One of the more unusual characters that Boston Globe science reporter Gareth Cook encountered while reporting on stem-cell research was Dr. Alexander Smikodub. The founder of a clinic in the Ukraine, Smikodub had told an American couple that a treatment he’d developed could slow the progress of their son’s muscular dystrophy. Cook recalls showing up at Smikodub’s clinic with a translator. The building looked abandoned, rusted-out. Someone rolled past with a dead body, covered only with a sheet. "That was one of the strangest experiences, going to Kiev," Cook recalls.

Inside, Cook discovered something even more interesting: a moral and ethical paradox. "In the course of my reporting, it became very clear to me that he wasn’t helping people, and he was charging people a lot of money," Cook says. "But he believes in what he’s doing. I found that just fascinating."

This past Monday, Cook, 35, won the Pulitzer Prize for explanatory reporting for his year-long series on embryonic-stem-cell research. It was his first Pulitzer, and the second for the Globe since Martin Baron became editor of the paper in 2001. (The Globe won the Pulitzer for public service in 2003, for its coverage of the pedophile-priest scandal in the Catholic Church.) Cook — who was the Boston Phoenix’s news editor from 1996 to 1999 — and New York Times reporter Walt Bogdanich, who won for national reporting, were honored in a full-page ad in both the Globe and the Times sponsored by the two papers’ corporate parent, the New York Times Company.

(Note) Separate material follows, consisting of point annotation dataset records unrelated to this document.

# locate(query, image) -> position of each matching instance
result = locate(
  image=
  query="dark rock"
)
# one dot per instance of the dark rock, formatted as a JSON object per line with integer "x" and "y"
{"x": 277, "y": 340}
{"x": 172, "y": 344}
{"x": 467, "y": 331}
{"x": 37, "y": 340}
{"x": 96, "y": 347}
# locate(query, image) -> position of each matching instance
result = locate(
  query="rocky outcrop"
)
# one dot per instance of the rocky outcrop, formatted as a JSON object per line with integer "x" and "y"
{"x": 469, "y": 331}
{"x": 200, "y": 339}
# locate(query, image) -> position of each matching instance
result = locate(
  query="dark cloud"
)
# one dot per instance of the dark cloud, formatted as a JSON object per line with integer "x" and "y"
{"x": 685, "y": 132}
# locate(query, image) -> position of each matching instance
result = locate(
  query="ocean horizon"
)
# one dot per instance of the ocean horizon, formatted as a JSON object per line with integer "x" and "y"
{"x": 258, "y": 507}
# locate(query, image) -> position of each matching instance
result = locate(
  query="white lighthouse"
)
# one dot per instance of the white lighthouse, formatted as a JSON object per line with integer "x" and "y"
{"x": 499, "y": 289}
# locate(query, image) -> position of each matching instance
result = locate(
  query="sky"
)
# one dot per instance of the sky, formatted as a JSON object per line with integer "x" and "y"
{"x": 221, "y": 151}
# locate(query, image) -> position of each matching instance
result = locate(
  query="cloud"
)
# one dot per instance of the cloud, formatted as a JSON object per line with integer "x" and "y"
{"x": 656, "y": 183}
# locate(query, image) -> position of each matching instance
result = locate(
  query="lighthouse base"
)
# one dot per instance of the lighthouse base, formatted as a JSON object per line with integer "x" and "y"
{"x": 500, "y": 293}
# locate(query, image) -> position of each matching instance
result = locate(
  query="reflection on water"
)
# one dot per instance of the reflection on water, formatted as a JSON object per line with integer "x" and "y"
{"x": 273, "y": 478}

"I think Gareth is particularly good at navigating an issue that’s got thorny ethical implications that many writers just sort of mention in passing," says Ellen Ruppel Shell, co-director of the Knight Center for Science and Medical Journalism at Boston University. "Gareth wrestles with these issues, and you can see it in his work. And that’s what I think distinguishes him."

For Marty Baron, having a science reporter win a Pulitzer was especially meaningful given Boston’s status as a center of scientific research. "We’ve said for years — our publisher [Richard Gilman] has said, I’ve said — that we want to excel where Boston excels," Baron says. "And we’ve devoted considerable resources to improving in that area." The aim of any newspaper committed to "distinctive journalism," he adds, is "to write these stories in a way that does what Gareth did, which is to dig deeply, show humanity in their writing, explain things clearly — all of that."

Cook credits his editors with giving him the time he needed to pursue the story even when it wasn’t clear that there was a story to pursue — a luxury that has become increasingly rare in the news business. "That represents a tremendous investment for a newspaper at a time when the economics are very difficult," he says. "This is literally why I got into journalism."